Face à la génération Goldman et les enfants du Top 50, les artistes « Autour du Nina » ressuscitent comme il se doit les grands morceaux de la diva Simone.
Il paraît qu’il ne faut pas juger à la pochette… il paraît ! Une silhouette tellement familière que son ombre suffit à amener un peu de mélancolie dans les coeurs. La chanteuse fardée des couleurs de l’arc-en-ciel offre toute la palette de ses talents mais en sollicitant la voix des autres. Un peu comme un film choral, tout le monde y met sa touche, dans cet album autour de Nina, certifié comme approuvé par la chanteuse elle-même dans un autographe fait main.
Dans les oreilles : C’est bien calme et très classe. Baltimore sonne comme l’éveil de la lionne en version symphonique avec le trio Bojan Z au piano, Christopher Minck à la basse et Cyril Atef aux percussions. C’est avec un côté world que l’étonnante Lianne La Havas fait vibrer sa belle voix ambrée. Histoire de dire qu’elle est de la même famille que la diva, un brin plus pop. Cet espèce de voyage à Baltimore, bien moins humiliant que pour Nina sonne résolument plus urbain, simple et presque calme. Une version jazzy qui fait la part belle à la facette la plus connue de la star bientôt rattrapée par ses racines.
Dans Sinnerman, c’est Keziah Jones qui rappelle ce côté afro avec des rythmes folk et funk qu’il connaît si bien. En une chanson tout y est : cet esprit live vécu à Greenwich Village et ce ton totalement actuel comme la version samplée par Kanye West.
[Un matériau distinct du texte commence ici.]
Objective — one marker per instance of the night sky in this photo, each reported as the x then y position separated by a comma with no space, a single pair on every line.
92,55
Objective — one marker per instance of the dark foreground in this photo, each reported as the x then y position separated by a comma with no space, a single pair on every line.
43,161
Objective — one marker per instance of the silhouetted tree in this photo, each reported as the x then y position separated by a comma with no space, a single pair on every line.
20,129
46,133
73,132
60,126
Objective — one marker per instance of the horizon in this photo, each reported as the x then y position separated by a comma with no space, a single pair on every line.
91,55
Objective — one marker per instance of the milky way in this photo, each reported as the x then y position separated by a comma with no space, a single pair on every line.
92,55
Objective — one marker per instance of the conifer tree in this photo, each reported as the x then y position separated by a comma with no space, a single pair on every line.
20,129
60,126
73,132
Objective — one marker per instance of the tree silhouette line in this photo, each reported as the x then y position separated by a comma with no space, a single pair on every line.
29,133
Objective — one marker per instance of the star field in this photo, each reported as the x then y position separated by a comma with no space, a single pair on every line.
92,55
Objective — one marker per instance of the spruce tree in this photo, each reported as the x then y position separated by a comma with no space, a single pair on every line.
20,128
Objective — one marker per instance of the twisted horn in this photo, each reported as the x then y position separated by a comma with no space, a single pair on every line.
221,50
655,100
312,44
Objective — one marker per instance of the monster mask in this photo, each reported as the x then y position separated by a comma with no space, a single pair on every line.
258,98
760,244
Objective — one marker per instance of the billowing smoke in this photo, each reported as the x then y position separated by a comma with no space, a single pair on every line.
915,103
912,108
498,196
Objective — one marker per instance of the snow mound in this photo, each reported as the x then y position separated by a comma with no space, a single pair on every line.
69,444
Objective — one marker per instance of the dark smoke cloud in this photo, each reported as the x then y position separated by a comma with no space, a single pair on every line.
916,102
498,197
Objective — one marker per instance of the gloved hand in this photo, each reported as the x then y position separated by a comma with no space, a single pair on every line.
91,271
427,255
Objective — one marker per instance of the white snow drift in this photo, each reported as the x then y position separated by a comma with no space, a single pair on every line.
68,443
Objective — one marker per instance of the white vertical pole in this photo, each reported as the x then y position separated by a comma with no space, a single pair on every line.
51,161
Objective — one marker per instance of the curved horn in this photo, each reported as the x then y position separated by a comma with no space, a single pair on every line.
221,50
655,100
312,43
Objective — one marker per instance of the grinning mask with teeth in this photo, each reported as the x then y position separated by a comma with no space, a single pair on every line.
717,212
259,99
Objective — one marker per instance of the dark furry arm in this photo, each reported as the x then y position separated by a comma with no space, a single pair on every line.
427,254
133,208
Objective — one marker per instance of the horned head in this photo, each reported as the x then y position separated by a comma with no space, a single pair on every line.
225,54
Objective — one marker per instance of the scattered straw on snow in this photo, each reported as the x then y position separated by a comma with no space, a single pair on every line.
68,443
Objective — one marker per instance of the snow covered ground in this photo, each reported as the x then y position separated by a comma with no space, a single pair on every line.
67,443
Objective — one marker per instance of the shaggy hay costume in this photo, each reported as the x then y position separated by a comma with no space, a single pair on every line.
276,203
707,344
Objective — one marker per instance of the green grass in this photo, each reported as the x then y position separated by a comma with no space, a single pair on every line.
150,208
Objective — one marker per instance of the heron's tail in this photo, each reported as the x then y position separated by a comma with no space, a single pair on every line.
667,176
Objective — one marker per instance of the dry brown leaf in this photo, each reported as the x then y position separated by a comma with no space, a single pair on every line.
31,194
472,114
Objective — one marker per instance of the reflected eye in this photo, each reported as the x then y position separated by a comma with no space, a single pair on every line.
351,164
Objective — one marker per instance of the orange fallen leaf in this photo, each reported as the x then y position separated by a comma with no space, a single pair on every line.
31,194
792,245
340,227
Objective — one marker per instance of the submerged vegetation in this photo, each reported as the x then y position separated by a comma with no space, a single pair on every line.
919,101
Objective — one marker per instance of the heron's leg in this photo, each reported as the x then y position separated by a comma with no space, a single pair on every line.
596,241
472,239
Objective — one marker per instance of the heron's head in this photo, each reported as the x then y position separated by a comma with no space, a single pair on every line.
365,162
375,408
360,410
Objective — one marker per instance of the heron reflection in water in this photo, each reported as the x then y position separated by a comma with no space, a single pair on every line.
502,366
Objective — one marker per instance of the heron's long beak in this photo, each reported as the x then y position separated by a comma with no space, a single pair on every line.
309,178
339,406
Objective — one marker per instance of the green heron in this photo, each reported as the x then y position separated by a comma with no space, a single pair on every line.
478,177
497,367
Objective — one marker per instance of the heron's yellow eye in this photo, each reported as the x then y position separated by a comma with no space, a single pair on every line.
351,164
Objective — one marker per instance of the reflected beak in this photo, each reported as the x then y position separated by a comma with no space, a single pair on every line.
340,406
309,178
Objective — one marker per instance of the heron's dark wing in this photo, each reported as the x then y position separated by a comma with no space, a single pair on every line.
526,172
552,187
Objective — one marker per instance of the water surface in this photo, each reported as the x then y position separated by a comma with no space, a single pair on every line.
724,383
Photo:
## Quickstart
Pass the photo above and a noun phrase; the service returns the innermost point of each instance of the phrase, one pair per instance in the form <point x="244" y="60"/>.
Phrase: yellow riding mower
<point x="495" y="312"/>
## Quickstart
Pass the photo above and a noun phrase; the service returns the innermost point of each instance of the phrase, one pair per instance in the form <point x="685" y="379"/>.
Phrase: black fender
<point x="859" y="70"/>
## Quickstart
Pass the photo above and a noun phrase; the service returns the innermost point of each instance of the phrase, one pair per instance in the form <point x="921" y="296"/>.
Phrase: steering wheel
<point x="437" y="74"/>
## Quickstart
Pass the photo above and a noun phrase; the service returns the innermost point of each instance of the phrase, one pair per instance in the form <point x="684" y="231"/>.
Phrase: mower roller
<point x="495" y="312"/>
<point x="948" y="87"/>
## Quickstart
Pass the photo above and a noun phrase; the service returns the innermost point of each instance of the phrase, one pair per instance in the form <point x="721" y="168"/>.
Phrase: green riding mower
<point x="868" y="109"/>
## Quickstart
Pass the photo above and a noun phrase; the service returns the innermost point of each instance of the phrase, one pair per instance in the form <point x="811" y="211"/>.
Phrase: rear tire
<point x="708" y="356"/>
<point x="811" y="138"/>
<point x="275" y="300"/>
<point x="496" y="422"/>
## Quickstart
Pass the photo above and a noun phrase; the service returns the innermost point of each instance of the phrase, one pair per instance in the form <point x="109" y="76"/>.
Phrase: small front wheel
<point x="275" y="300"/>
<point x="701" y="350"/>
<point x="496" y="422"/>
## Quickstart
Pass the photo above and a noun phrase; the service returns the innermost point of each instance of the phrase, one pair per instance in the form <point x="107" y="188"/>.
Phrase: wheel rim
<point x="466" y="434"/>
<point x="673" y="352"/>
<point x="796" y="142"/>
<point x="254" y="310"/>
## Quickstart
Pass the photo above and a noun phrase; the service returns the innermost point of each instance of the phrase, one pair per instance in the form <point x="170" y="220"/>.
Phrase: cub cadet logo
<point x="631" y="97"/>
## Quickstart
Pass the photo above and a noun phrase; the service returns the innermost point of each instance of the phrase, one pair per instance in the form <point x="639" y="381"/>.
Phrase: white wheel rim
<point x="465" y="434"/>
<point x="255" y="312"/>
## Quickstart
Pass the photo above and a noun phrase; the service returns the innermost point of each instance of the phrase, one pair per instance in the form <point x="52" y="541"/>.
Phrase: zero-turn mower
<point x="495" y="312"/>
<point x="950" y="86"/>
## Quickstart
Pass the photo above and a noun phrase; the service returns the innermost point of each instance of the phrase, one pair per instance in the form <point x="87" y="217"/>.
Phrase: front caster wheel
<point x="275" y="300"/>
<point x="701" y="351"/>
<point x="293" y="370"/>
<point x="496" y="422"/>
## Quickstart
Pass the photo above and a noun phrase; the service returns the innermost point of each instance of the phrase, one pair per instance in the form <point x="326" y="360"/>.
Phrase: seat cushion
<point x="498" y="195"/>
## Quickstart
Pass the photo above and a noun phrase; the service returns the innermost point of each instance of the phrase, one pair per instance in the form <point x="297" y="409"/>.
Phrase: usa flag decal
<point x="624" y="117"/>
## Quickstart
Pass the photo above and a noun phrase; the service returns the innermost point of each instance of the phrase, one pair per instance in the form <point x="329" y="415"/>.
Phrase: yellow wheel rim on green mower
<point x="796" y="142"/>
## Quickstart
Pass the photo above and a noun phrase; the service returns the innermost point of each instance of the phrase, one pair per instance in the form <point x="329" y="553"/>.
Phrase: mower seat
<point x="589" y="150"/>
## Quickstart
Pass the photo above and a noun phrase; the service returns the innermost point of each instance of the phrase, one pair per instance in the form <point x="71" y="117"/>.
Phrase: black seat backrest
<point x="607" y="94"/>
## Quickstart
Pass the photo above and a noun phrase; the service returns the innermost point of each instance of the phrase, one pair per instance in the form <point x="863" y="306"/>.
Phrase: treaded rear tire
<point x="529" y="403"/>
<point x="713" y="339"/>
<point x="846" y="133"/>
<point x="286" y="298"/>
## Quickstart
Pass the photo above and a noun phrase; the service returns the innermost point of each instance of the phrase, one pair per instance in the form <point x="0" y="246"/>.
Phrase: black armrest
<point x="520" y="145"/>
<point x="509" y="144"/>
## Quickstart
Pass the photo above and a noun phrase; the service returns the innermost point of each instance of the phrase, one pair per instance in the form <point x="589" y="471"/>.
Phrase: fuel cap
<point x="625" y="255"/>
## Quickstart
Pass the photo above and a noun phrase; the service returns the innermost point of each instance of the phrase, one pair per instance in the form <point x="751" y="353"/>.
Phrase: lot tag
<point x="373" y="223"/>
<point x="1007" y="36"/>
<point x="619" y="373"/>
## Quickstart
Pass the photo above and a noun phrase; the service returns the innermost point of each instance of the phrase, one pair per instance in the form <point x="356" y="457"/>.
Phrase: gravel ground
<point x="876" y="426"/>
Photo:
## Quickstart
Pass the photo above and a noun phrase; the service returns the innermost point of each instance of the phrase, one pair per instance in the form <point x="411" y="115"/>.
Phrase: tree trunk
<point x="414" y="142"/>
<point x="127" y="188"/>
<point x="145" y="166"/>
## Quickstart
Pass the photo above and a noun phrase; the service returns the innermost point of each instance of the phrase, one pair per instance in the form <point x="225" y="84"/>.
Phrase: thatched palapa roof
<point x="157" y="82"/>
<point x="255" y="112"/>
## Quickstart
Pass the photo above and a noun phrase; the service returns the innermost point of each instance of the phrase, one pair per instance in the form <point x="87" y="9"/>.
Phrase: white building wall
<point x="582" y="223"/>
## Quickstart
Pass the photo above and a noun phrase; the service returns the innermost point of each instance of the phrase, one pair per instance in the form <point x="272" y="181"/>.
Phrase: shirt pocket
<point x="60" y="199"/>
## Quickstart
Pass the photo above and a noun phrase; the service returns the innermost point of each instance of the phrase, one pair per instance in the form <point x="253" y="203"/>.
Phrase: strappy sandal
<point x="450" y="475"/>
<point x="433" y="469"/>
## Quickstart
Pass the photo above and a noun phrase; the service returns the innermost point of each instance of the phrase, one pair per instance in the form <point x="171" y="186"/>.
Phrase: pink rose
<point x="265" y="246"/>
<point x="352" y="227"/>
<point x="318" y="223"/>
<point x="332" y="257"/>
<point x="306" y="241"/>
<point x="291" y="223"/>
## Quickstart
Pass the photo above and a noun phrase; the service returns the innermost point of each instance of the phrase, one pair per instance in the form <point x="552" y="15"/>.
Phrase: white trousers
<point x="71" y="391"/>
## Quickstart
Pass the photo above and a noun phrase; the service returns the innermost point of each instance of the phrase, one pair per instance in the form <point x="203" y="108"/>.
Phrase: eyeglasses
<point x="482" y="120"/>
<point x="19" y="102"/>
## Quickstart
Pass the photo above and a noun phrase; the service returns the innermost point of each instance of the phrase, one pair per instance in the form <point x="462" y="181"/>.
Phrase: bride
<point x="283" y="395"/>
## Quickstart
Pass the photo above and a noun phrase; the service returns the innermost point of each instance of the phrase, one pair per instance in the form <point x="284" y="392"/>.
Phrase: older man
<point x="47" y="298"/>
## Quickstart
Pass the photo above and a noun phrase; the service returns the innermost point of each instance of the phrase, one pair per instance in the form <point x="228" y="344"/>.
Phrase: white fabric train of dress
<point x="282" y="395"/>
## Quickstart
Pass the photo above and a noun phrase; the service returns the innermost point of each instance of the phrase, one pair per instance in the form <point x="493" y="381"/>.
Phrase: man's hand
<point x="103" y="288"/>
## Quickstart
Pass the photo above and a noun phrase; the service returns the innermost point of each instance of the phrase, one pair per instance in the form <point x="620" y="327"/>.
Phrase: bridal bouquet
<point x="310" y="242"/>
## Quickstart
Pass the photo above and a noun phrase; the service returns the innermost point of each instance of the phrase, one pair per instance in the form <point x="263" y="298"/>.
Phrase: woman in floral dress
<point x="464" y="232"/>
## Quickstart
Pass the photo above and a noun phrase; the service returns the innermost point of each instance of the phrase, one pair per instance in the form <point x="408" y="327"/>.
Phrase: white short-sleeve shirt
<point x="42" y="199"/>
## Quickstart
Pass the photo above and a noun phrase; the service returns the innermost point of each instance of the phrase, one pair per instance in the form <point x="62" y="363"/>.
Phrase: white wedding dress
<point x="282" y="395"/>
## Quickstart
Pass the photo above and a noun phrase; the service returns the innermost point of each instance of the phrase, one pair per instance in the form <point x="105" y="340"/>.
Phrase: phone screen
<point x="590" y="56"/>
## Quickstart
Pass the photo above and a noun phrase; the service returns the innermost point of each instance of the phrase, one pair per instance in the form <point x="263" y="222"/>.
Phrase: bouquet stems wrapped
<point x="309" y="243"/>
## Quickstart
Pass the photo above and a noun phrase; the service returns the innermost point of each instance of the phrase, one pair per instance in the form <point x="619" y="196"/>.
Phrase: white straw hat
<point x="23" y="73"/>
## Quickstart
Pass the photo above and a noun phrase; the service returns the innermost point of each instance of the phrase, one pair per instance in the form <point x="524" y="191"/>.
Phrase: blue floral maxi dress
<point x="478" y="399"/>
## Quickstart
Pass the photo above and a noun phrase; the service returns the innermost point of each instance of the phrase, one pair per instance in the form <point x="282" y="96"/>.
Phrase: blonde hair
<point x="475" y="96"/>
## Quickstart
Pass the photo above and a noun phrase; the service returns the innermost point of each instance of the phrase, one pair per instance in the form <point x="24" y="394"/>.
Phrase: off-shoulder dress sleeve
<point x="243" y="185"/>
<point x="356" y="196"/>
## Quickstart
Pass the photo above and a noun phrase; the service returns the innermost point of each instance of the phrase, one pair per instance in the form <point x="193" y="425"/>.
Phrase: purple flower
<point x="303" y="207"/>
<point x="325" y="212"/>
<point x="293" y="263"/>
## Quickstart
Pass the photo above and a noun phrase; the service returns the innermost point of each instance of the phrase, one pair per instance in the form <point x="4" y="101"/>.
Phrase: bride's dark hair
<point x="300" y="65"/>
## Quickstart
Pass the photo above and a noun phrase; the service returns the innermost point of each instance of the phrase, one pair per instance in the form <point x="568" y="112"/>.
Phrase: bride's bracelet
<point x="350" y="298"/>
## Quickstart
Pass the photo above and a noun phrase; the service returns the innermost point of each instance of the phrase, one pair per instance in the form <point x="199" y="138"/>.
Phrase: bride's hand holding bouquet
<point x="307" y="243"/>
C’est vrai qu’ils sont modernes ces amateurs de reprise 4 étoiles. La prochaine n’a comme tâche que de se mesurer au I Put A Spell On You, standard de Nina Simone. Sophie Hunger se veut hyper sensuelle, langoureuse et presque perverse motivée par les cordes entêtantes et stressantes quand Nina se jouait éperdue. Véritable voyage musical, cet album de reprises est aussi un beau passeport dans le merveilleux du genre. Quand Hindi Zahra impose sa voix à la fois féline et envoûtante sur Just Say I love Him, ce sont les racines latines de la chanson qui resurgissent. Avec cette émotion sincère au fil de la voix, l’interprète de Beautiful Tango est étonnante dans le rôle de la réinterprète parfaite. Plus au nord mais pas totalement plus froid, Gregory Porter endosse un autre rôle dans Black Is The Color (of My True Love’s Hair). Dans des graves donnant la chair de poule, le chanteur devient maître mystique totalement impudique d’une méditation zen dans la chanson d’originaire écossaise.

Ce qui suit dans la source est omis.